Last June he made an appointment with a leading Urologist in Dublin, who “seemed concerned” and carried out a series of blood tests and an ultrasound on his testicles.

His consultant decided to put him on antibiotics in the meantime and the swollen veins in his testicle disappeared but one of them also got harder and bigger. 

Writing in the London Review of Books in his usual inimitable fashion, he said the decision was quickly made to remove his right testicle and he then had an agonising wait as further tests were carried out. 

“A week later the phone rang and I was told that I had a cancer of the testicles that had spread to a lymph node and to one lung,” he wrote.

“Instead of seeing the urologist, I would now need to see an oncologist. For a few days I comforted myself by pretending that, because of my abiding interest in the mysteries and niceties of Being, I had to see an ontologist. Nobody except one of my fellow Irish novelists thought this was funny.”

He was then told that the only option open to him was chemotherapy. 

“Four week-long sessions of it, with a break of two weeks between each session. He (oncologist) told me I could stay in the hospital while getting the chemo, which seemed sensible. 

“If something went badly wrong in the middle of the night, I thought, I would be in the belly of the whale rather than at home wondering what to do. ‘It’s curable,’ he said, his voice low and reassuring, his tone modest and reserved. ‘We have not lost anyone to it yet.’”

He said the wonderful staff made “the future seem manageable and bearable” and he presented himself to hospital the following Sunday.

The writer said the hospital also discovered shortly after that the cancer had spread to his liver and he would need more intensive sessions of Chemotherapy, also known as the Juice. 

Speaking about his first session, he said: “The juice was neither cold nor hot. It caused no pain. I wondered if all the talk about it wasn’t exaggerated. Instead of shaking all over, I read the newspapers. I listened to the radio. 

“I had my lunch. When the chemo finished, I had a shower and put on my dressing-gown and slippers and did a tour of the hospital corridors to see if anything was going on.”

He began a course of chemotherapy: four sessions in hospital, each a week long, with breaks of two weeks at home between each session, where he said he lay on the sofa in his Dublin house and read a bit.

“I found that I had no interest in listening to music. For the next three months, I would not need to shave. My eyebrows would thin out but not disappear. 

“The hair on my head would more or less go... that first week after chemo I lost any desire to eat or drink, and I lost all sense of taste. Instead, my sense of smell became acute.”

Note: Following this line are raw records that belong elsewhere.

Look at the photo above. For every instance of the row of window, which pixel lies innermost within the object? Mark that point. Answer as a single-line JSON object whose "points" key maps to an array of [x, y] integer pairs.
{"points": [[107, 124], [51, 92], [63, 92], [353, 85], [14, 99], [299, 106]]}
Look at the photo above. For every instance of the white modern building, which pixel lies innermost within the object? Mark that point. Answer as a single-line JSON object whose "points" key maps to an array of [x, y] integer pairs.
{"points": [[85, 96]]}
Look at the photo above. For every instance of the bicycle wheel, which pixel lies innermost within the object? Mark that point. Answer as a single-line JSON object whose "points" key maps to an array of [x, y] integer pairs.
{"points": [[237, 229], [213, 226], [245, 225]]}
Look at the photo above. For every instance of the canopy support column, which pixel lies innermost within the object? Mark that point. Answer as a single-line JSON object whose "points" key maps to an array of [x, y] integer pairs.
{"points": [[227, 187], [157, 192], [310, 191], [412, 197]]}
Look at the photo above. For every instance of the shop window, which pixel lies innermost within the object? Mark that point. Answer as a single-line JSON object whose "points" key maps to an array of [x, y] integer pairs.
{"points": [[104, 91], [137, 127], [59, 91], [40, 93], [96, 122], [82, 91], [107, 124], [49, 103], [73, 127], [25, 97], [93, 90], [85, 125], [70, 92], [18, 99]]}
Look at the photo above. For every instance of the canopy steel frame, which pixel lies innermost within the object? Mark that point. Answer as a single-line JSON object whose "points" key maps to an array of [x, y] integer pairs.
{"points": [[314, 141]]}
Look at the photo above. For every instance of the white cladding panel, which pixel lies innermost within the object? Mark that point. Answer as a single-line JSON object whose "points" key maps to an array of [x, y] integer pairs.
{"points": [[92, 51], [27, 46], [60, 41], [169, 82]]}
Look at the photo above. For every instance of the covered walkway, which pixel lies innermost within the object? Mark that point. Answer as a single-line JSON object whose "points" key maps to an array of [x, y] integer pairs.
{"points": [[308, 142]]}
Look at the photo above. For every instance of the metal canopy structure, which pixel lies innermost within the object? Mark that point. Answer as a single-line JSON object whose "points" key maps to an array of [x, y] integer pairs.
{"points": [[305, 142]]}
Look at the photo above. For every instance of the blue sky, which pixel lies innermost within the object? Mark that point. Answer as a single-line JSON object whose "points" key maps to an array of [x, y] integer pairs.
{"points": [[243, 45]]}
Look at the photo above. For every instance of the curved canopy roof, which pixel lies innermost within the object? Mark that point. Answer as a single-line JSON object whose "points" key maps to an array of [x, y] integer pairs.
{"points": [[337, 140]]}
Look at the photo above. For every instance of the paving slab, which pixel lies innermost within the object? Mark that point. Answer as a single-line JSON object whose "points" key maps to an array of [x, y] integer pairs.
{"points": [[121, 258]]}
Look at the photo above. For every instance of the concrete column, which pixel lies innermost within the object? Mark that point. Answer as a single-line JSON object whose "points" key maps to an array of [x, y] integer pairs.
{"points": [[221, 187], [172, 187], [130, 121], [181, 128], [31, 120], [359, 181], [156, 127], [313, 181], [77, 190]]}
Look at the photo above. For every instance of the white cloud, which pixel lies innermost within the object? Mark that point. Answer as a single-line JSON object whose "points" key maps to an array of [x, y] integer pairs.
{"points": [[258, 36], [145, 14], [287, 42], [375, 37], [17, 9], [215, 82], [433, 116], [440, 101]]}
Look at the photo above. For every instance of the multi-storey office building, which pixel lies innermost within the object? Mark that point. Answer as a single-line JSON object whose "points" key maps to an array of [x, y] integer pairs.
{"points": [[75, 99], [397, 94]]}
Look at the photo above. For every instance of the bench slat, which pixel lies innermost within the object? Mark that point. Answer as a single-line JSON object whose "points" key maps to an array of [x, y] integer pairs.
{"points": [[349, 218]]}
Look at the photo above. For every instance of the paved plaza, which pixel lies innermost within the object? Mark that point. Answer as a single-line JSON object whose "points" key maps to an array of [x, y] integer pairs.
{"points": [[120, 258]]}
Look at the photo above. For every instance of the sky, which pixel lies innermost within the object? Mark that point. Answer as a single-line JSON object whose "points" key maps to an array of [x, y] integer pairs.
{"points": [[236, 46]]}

His friend Catriona Crowe organised a house clean-up and shared news of the world, along with food that might be palatable. 

He said that he was in excruciating pain the weekend Pope Francis was in Dublin, as he remained at home drinking morphine.  

“It was not merely that the chemo left me fully thoughtless so that as time went on I could not even read; the effect of the drug darkened the mind or filled it with something hard and severe and relentless. It was like pain or a sort of anguish, but those words don’t really cover it. 

“Everything that normally kept the day going, and the mind, was reduced to almost zero. I couldn’t think. All I could do sometimes was concentrate on getting through the next five minutes because contemplating any longer stretch of time under the pressure of the chemo and the steroids (and perhaps some other drug) was too hard.”

He said that by the end of his treatment, he barely recognised himself as he talked to his reflection in the mirror. 

“It would take a while before his hair and his eyebrows began to grow again. It would take him even longer to get used to having only one sad, lonely ball,” he stated.